カーシェアリング

日本ではなじみの薄い制度として、「カーシェアリング」というものがある。文字通り「車を」「シェアする」制度であり、仕組みはレンタカーと似ているが考え方がずいぶん違っている。

まずカーシェアリングに参加するには会員になる必要があり、年会費を払う。利用は、時間ごとの利用料と、距離に応じた利用料を払う、時間距離併用制である。利用したい時には事前に予約をするなどをする点は同じ。ただし、レンタカー屋のように係員がいるステーションは基本的になく、車は住宅地の駐車場の一角や、駅前などに止めてあり、そこでピックアップ大半である。本人認証は、ICチップを埋め込んだ会員カードで行う。

世界でも最大級の規模を誇るのはスイスのモビリティー社らしいが、オーストリアでは、自動車の販売やレンタカー事業を手がけるデンツェル社が、デンツェル・モビリティー社としてカーシェアリング事業を手がけているそうだ(モビリティー社と提携関係にあるそうな)。

ちょっと気になったので、年会費などを調べてみた。以下の数値は、全て上述のデンツェル・モビリティー社のケース。

まず年会費は、標準は60ユーロ、約8,000円。ただし、ウィーン市内交通の年間定期券所持者、OeAMTC(日本のJAFに相当)、学生などは、39ユーロ(約5,000円)に割り引かれる。さらに、オーストリア鉄道の会員カード(持っていると国鉄運賃が半額になる)所持者は29ユーロ(20ユーロ分のクーポン付き)、オーストリア鉄道年間パス(一年間オーストリア鉄道が乗り放題になる)所持者は無料(50ユーロ分のクーポン付き)である。

このように、たいして高くもない年会費であり、さらにはかなりの確率で割引を受けるチャンスがある。公共交通系の定期券などを持っていると割り引かれるところに、この制度のおもしろみがあって、持続可能な交通に向けたかなり強い施策が実施されていることの現れであろう。

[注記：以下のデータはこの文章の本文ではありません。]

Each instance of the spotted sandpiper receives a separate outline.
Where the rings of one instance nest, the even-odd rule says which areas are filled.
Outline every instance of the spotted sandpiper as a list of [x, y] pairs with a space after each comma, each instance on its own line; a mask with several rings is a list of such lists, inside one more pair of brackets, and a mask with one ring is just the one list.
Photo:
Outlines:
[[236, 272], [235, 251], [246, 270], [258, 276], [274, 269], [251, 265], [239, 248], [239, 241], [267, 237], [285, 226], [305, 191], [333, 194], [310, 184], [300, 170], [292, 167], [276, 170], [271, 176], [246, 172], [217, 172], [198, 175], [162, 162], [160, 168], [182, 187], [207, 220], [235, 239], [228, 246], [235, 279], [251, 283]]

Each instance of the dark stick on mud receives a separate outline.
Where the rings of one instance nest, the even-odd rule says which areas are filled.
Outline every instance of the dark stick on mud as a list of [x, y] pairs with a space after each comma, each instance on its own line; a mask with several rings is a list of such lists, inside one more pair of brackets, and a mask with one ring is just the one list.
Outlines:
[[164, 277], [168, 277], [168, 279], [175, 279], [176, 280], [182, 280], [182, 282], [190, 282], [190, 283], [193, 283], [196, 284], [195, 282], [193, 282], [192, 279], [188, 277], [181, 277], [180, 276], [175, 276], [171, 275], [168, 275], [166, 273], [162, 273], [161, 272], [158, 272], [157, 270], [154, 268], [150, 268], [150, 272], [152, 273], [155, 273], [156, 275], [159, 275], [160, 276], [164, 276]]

次に時間・距離の利用料。エコノミークラスとなっている、三菱COLTなどの大きさの車の場合(7時から23時までの、個人使用の場合)1時間あたりの利用料は1.85ユーロである。さらに、1km走るごとに0.50ユーロが加算される。だから、たとえば2時間利用して、合計20km走ったとすれば、1.85 × 2 + 0.50×20 = 13.70ユーロ。一人だと、公共交通に比べて割高な感じがするが、3?4人で使う分には問題ないだろう。

レンタカーのように遠くに行くためではなくて、近所でちょこっとだけ車を使う、そんな用途のために設計された制度だから、ちょこっと使えば使った分だけ料金がかかる仕組みだ。また、週末には週末料金が設定されており、金曜の昼12時から月曜の朝8時まで借りると、75ユーロ(約1万円)に、1kmあたり0.21ユーロ。なお、ビジネス向けにも料金が設定されているが、平日を中心にビジネス需要が結構あるらしい。個人の需要は週末に多いようで、平日はビジネス用途の需要になっている分が休日は個人用途の需要になり、上手くバランスするようだ。

我が近所ではどこにステーションあるのかと調べてみたら、徒歩7分ほどの所にある大きなショッピングモールの地下駐車場の一角に止まっている車があるそうだ。ウィーン市内全体で47箇所にあるらしい。まだまだ数は多くないとはいえ、駅などに重点的に置いてあるから、それなりに使いやすそうだ。時々走っているのを見かけることもある。(一昨日の夜9時頃に見かけた例では、パパが子供2人を載せて運転していた。)

日本でもオリックスなどが始めたらしいが、まだなじみのない制度だろう。こちらでも定着した制度だという感じはあまりない。しかし、面白いので、今後も注視しておこうと思う。